My first stop was at a panel discussion on a topic near and dear to my heart: New Realities in Asset Management. Throughout this talk, one “reality” crowded out other issues: artificial intelligence, and its potential to transform almost everything. The panelists’ key point was that AI will and should eliminate work that doesn’t add real value, freeing up individuals to focus their time on activities that directly advance an organization and its mission. For asset managers, that means delegating to AI applications that collect, analyze and summarize data—activities that now take up huge amounts of time—and reallocating those hours to the higher-level pursuit of interpreting results and applying them to investments and the business. Panelists talked about AI’s ability to expand the reach of analysts and portfolio managers, to break down silos between functions, asset classes and business lines, and to help foster innovation.

The focus on AI was not limited to the asset management panel. In fact, AI was omnipresent in sessions and cocktail conversations. In the conference materials, organizers highlighted AI as a central theme, explaining “AI will revolutionize not only how we work, live and play, but even what it means to think and be human.” On panels specifically devoted to the topic some of the world’s most prominent AI experts—including executives from OpenAI and even Elon Musk—told the audience that the world’s biggest companies are already applying generative AI (GenAI) to use cases ranging from automating basic customer service to developing complex new medicines.

Shaping The Future

Throughout the week, attendees discussed how the same technologies will help us address environmental and geopolitical risks, including climate change, the rising threat of authoritarianism, economic inequality and the retirement savings gap. I was genuinely impressed by how much the “who’s who” of business, media (and social media) are committed to improving the world, and by their ability to explain the role technology will have to play in future solutions.

My one critique of the event is, for all the talk about how people and technology will shape the future, there was much less emphasis on how that future will and should be shared. The conference organizers defined “shaping a shared future” as “finding common ground amid the complex issues that have arisen in the post-pandemic world.” I think that’s a good definition. To address problems as sweeping in scope as climate change and inequality, we will need a shared common ground that supports collaboration across individuals, companies and nations.

Marshaling The Power Of Business

From my vantage point, that common ground starts with education, and the conference devoted little attention to the task of improving educational systems across the globe and in the United States, specifically. Because global solutions will inevitably require the cooperation of companies around the world, a shared common ground will also have to include efforts to support and incentivize the private sector. That means supplementing the “sticks” regulators have employed to motivate companies to address climate change and other issues with “carrots” that encourage them to bring their brilliant workforces and deep wallets to the table.

Although the vilification of corporate profits was fairly muted at the Milken conference, I wish participants had spent more time talking about how to marshal the power of business to tackle our big challenges. With Brexit and the growing rifts between the United States and China, the world has had a decided pivot from globalism to nationalism. Going forward, we will need to revert to a more collaborative framework in which businesses and governments unify to improve the lives of many.

Finally, even in the era of AI and other transformative technologies, implementing global solutions will require a broader sense of unity that is lacking today.
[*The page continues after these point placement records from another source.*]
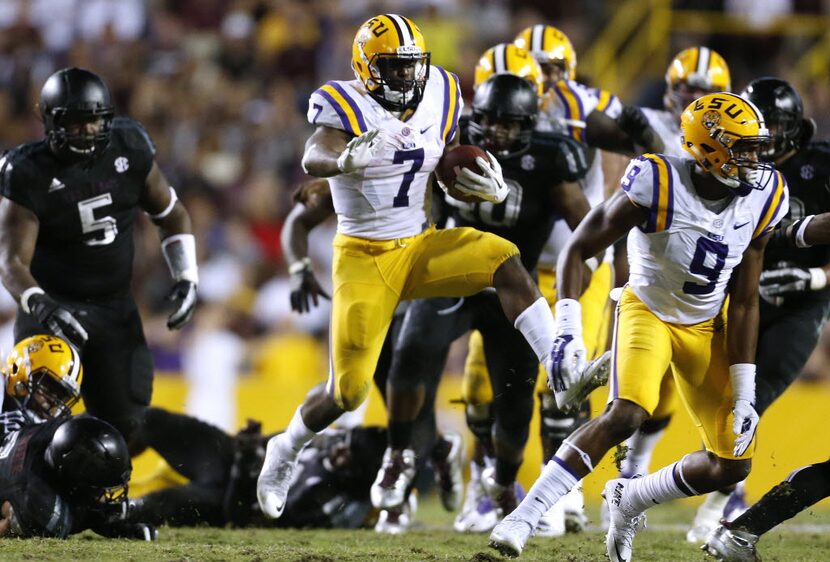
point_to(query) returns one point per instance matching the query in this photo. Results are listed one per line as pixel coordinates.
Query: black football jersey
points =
(808, 178)
(86, 211)
(527, 216)
(25, 482)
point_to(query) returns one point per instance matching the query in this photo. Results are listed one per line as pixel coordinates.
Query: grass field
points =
(807, 538)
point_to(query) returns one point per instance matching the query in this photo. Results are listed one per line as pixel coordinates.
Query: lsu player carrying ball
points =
(698, 228)
(379, 137)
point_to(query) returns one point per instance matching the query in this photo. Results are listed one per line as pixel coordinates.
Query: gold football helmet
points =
(726, 135)
(694, 72)
(44, 373)
(550, 47)
(389, 56)
(506, 58)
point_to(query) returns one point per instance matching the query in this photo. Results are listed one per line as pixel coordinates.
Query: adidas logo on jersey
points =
(56, 185)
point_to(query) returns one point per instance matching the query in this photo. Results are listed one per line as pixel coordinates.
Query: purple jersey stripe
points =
(561, 463)
(446, 109)
(670, 202)
(352, 104)
(344, 119)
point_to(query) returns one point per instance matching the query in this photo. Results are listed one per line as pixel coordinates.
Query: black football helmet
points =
(783, 112)
(91, 460)
(70, 99)
(504, 114)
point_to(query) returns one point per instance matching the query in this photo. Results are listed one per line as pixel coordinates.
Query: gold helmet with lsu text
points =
(549, 45)
(44, 374)
(694, 72)
(507, 58)
(390, 58)
(726, 135)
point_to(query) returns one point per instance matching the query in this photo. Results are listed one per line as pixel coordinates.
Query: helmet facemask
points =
(397, 81)
(503, 135)
(744, 170)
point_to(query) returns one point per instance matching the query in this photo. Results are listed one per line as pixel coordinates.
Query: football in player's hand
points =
(462, 156)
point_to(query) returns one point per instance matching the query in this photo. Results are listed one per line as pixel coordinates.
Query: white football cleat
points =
(394, 478)
(275, 478)
(728, 545)
(594, 376)
(510, 535)
(623, 522)
(552, 523)
(397, 520)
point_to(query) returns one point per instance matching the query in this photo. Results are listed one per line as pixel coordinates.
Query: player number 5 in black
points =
(103, 229)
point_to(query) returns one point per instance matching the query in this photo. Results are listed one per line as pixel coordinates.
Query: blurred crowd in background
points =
(222, 87)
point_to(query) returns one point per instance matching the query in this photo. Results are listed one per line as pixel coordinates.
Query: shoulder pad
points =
(649, 183)
(334, 105)
(134, 135)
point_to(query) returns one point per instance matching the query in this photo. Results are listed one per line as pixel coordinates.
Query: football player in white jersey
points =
(697, 234)
(378, 139)
(692, 73)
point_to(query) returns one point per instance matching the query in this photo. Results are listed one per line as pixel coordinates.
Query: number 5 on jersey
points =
(105, 228)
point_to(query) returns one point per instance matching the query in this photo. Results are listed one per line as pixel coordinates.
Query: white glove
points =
(745, 422)
(490, 186)
(359, 152)
(567, 358)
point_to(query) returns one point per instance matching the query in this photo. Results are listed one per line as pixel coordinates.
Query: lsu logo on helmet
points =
(389, 57)
(549, 45)
(507, 58)
(726, 134)
(45, 373)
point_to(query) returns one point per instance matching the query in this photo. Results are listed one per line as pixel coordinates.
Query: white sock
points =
(537, 325)
(296, 435)
(640, 448)
(666, 484)
(556, 480)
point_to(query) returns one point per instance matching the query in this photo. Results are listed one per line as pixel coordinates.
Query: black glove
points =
(305, 290)
(634, 123)
(12, 421)
(183, 294)
(58, 319)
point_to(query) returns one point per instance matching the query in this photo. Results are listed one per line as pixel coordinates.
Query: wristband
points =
(179, 252)
(300, 266)
(818, 279)
(799, 233)
(26, 295)
(742, 376)
(569, 316)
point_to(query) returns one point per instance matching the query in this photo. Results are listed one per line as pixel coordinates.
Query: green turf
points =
(432, 541)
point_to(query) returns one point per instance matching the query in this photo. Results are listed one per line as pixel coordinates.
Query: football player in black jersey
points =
(64, 476)
(795, 297)
(66, 241)
(540, 169)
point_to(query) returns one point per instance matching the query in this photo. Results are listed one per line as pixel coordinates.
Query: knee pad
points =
(556, 425)
(480, 421)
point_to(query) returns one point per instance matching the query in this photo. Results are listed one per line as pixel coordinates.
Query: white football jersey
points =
(682, 256)
(564, 111)
(667, 127)
(387, 199)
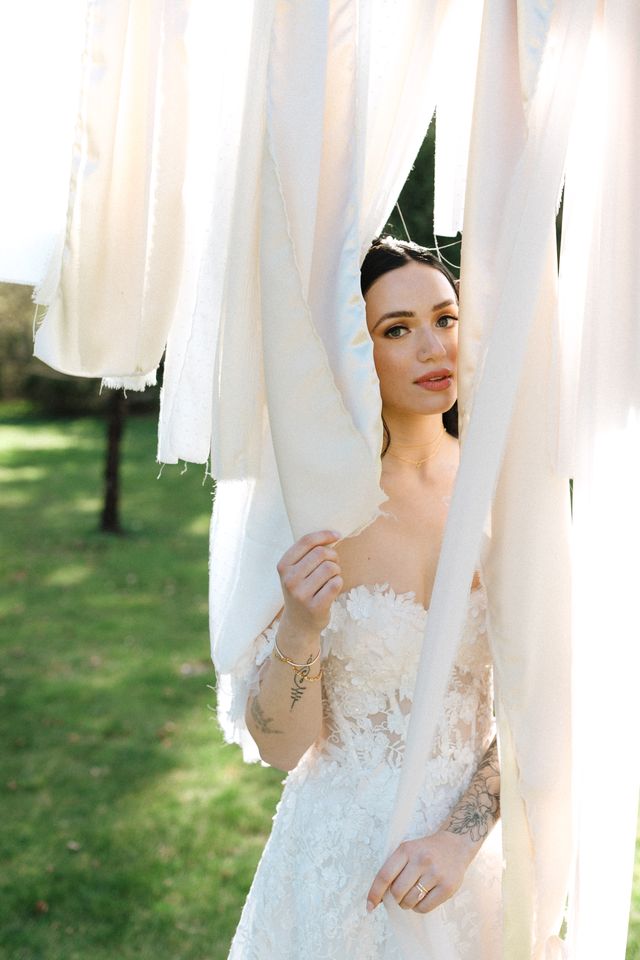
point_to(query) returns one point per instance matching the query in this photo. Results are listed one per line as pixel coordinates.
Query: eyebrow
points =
(399, 314)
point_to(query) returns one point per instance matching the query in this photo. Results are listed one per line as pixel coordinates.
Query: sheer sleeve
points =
(234, 689)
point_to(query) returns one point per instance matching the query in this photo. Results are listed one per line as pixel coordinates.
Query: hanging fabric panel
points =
(121, 257)
(600, 448)
(507, 308)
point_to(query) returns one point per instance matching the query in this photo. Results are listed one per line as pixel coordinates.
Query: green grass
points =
(128, 829)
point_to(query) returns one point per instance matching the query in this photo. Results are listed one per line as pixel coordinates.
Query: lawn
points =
(128, 829)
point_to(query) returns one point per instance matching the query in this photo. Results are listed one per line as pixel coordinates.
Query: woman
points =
(330, 695)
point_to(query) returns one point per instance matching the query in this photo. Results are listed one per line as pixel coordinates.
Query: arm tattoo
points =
(262, 723)
(479, 808)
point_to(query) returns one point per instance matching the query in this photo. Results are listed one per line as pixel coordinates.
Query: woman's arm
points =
(285, 716)
(439, 861)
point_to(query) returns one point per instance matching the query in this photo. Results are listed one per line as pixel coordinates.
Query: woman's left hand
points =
(437, 862)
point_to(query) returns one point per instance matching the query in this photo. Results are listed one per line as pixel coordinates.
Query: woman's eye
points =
(447, 317)
(391, 332)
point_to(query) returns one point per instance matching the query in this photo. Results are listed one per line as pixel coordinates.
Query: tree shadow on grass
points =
(129, 829)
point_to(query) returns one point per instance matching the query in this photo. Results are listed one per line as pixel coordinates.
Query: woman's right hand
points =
(310, 578)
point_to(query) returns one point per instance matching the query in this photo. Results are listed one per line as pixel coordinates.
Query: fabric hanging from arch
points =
(237, 230)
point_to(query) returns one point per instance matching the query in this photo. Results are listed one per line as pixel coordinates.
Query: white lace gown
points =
(308, 897)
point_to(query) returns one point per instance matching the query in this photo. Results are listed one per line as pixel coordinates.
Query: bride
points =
(330, 694)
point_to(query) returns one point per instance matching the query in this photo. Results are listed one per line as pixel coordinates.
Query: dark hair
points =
(387, 253)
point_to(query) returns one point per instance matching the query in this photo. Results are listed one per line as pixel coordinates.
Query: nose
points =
(431, 345)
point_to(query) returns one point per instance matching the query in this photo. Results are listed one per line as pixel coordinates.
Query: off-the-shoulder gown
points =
(308, 897)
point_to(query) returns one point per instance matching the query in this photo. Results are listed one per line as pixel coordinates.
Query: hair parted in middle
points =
(388, 253)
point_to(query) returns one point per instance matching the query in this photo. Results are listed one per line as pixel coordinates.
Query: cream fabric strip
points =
(122, 252)
(506, 311)
(286, 466)
(600, 448)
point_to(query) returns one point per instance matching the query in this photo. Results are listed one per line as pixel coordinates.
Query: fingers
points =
(301, 547)
(410, 864)
(385, 877)
(435, 898)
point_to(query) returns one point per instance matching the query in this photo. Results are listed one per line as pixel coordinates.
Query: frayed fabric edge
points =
(131, 383)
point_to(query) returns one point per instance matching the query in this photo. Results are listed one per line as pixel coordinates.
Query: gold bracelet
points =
(297, 666)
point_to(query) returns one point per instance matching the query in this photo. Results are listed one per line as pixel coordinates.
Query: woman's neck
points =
(415, 435)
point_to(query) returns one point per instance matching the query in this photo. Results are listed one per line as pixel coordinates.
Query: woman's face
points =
(412, 316)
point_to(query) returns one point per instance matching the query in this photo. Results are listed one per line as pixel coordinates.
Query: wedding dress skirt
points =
(308, 897)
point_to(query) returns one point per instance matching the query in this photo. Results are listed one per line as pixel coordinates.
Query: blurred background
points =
(128, 828)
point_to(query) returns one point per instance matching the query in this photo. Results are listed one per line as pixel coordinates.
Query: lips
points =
(434, 375)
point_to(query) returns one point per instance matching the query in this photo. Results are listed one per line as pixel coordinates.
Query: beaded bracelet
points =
(299, 668)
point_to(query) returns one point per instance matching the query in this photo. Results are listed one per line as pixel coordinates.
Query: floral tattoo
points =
(479, 808)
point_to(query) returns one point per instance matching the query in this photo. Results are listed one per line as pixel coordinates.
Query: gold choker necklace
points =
(418, 463)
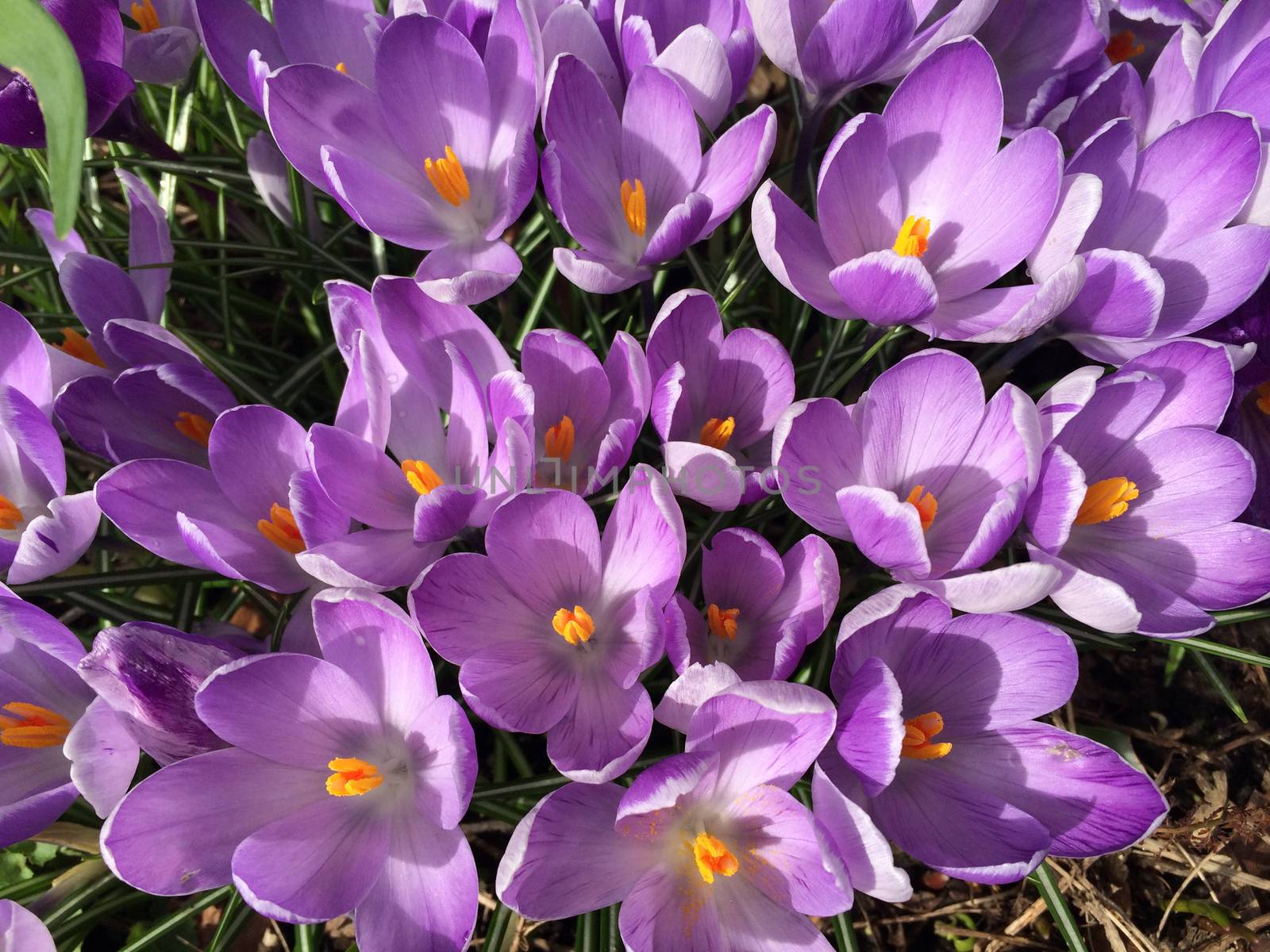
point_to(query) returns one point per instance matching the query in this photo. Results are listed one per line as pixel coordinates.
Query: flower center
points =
(1105, 501)
(1122, 48)
(911, 241)
(352, 777)
(713, 857)
(918, 738)
(78, 347)
(635, 207)
(145, 16)
(32, 727)
(575, 626)
(723, 621)
(10, 514)
(717, 433)
(448, 178)
(421, 476)
(559, 440)
(925, 505)
(194, 427)
(279, 528)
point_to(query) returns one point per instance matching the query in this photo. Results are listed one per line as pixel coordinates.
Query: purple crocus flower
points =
(1153, 230)
(916, 235)
(937, 744)
(715, 401)
(586, 416)
(437, 159)
(44, 530)
(552, 628)
(97, 36)
(832, 48)
(57, 739)
(634, 198)
(149, 674)
(708, 48)
(924, 476)
(342, 790)
(164, 44)
(762, 608)
(1138, 495)
(706, 850)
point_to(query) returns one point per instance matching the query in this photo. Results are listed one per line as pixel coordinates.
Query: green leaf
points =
(33, 44)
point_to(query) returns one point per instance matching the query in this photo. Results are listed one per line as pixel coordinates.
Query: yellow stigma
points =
(713, 857)
(723, 621)
(448, 178)
(421, 476)
(635, 207)
(32, 727)
(10, 514)
(911, 241)
(918, 738)
(925, 505)
(279, 528)
(575, 626)
(1106, 499)
(352, 777)
(145, 16)
(717, 433)
(558, 442)
(1122, 48)
(78, 347)
(194, 427)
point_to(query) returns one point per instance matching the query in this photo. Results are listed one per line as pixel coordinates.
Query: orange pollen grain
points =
(78, 347)
(421, 476)
(1105, 501)
(575, 626)
(1122, 48)
(713, 857)
(194, 427)
(32, 727)
(717, 433)
(925, 505)
(448, 178)
(912, 239)
(635, 206)
(352, 777)
(918, 738)
(281, 530)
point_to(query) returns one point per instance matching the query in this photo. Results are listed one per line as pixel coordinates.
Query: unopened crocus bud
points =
(149, 674)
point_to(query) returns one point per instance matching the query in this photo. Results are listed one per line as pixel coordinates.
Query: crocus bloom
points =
(1160, 258)
(586, 416)
(343, 789)
(57, 739)
(432, 159)
(149, 674)
(717, 400)
(164, 44)
(762, 609)
(937, 742)
(706, 850)
(22, 931)
(633, 197)
(97, 36)
(916, 235)
(1138, 495)
(44, 530)
(251, 516)
(552, 628)
(832, 48)
(708, 48)
(924, 476)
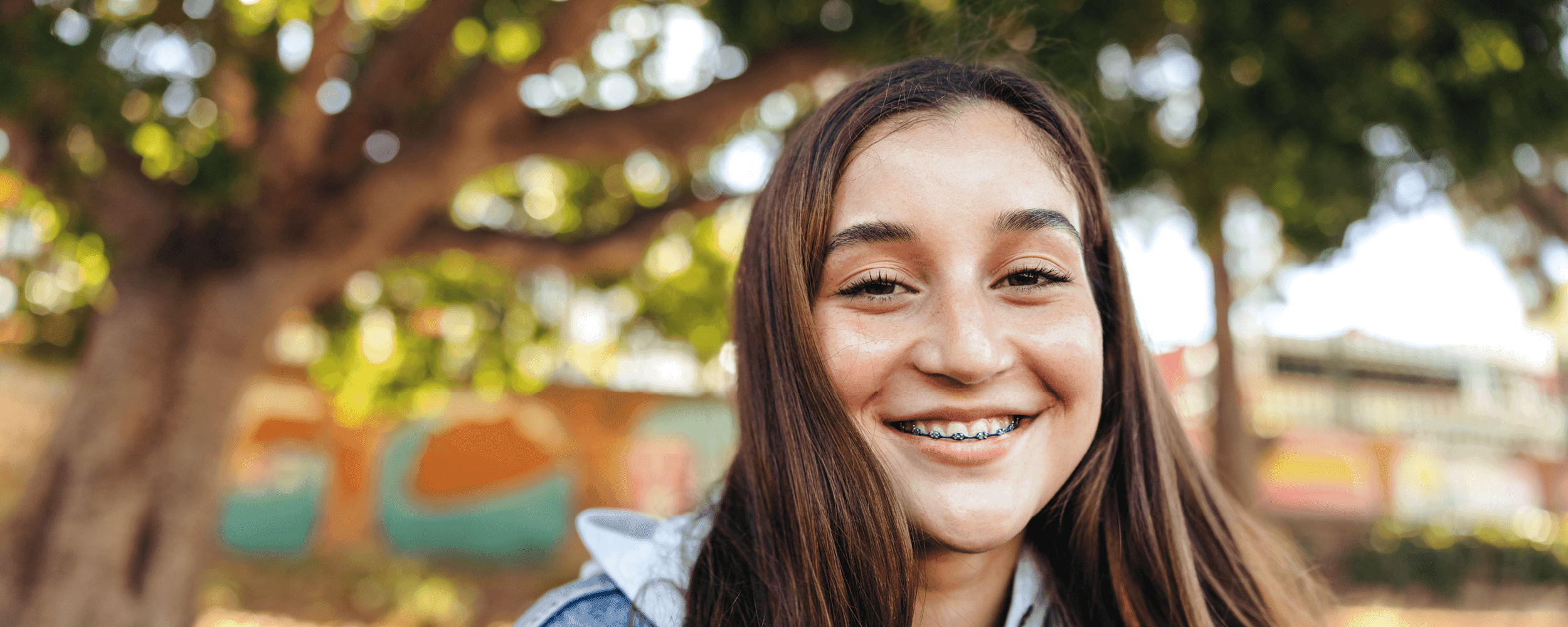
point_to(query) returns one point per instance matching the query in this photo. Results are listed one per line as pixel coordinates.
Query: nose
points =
(961, 342)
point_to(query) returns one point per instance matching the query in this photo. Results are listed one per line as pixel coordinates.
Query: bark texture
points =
(1234, 444)
(114, 529)
(117, 524)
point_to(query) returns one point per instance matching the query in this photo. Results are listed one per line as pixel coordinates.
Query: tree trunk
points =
(115, 525)
(1234, 446)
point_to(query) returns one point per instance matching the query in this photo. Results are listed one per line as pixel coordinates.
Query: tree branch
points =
(143, 212)
(391, 77)
(615, 251)
(1547, 206)
(490, 96)
(294, 146)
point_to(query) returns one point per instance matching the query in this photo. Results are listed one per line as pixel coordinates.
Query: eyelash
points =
(1046, 277)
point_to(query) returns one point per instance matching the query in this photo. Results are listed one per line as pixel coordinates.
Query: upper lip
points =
(961, 414)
Perhaps due to the impact of social media, we share less and less common ground. Whether the topic is national borders, foreign policy or political leadership, our society seems more divided than ever.

As the presenters at the Milken conference so skillfully explained, artificial intelligence and other innovations are giving us the tools we need to shape a better future. However, technology won’t help us find the shared common ground we’ll need to actually achieve that better world. That’s up to us.